The two are co-editors of a new anthology of essays about living in Indiana. Published by the Indiana Historical Society Press, Home Again: Essays and Memoirs from Indiana, addresses what it means to make a home in the Hoosier State.

“We included the whole state,” McGarrah said. “The idea is Indiana as the heartland, and not just its rural areas but its urban areas as well.”

In their preface, McGarrah and Watson wrote: “At first we envisioned a collection that would celebrate Indiana as the crossroads of America, a place where there are both steel mills and mill ponds, congested cities and cornfields, high rises and microscopic hamlets. We sought to showcase the excellent writing talents of Hoosier writers. What we discovered while amassing the selections in this book was something larger and vastly more important than any mere catalog of essays reflecting upon Indiana from diverse points of view. We found we had tapped into themes relating to traditional American values, like home, family, security, and the Protestant ethic. We found our colleagues who submitted work to us wrote about quests for a better life, a life rooted in Indiana. We found the essays spoke about staying in Indiana to continue that quest, moving to Indiana and following that quest, or moving back to Indiana to bring closure to it. This book taught us valuable lessons about what we mean when we say we are home again.”

In addition to McGarrah, USI faculty contributors are Patricia Aakhus, instructor in English; Leisa Belleau, instructor in English; Matthew Graham, director of Creative Writing, and Dr. Thomas Wilhelmus, professor of English.

“Pat Aakhus has a beautiful lyrical essay about hearing a choral mass at Saint Meinrad. Leisa Belleau has a really good essay about growing up in Rockport, Indiana, and being fascinated by James Dean as a young girl back in the 1950s. Tom Wilhelmus wrote the forward to the book, about ways of looking at home again as it relates to Indiana, and the book begins with a poem entitled Indiana from Matthew Graham’s collection of poems, 1946. I wrote the title essay for the anthology about moving back to southern Indiana after living and working on racetracks for a decade.”

Other Evansville area contributors are Scott Saalman ’87, Melanie Culbertson, winner of the Glimmer Train Press Short Story Award, and Margaret McMullan and Dr.
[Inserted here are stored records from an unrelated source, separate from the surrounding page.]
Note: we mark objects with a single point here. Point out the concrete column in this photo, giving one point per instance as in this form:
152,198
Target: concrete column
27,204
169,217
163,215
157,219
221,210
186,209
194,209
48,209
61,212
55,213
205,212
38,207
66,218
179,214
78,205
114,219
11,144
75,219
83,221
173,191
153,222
William Hemminger, both professors of English at the University of Evansville.

The book ends with an essay on being a native Midwesterner by Kurt Vonnegut (Player Piano, Cat's Cradle, Slaughterhouse-Five, Breakfast of Champions), who is from Indianapolis.

Other essay authors include Ed Breen, Les Edgerton, Rick Farrant, Michele Martone, Susan Troy Meyer, Alyce Miller, Deborah Zarka Miller, Susan Neville, Scott Russell Sanders, and Phil Schlemmer.

Michael Steinberg, founding editor of Fourth Genre: Explorations in Nonfiction, said of the anthology, “By turns lyrical, nostalgic, hard-edged, and elegiac, the personal essays and memoirs in Home Again are in tone, spirit, and intent, a loving ode to the manners, mores, and idiosyncrasies that characterize the state of Indiana. At the same time, this fine collection is an evocative testimony to the longings and ambivalence all of us feel about the places we call home, be it the flat farmland and quite villages of rural Indiana, or the dissonant ambience of cities like New York and Los Angeles.”

There will be readings and book signings for the anthology all over the state, including at the Evansville Borders on October 21. In January, the spring 2007 RopeWalk Reading Series will feature a reading by USI faculty who contributed to the anthology.

Home Again: Essays and Memoirs from Indiana is 206 pages and available at the USI Bookstore, the Indiana Historical Society’s Basile History Market gift store, and at bookstores throughout Indiana for $19.95.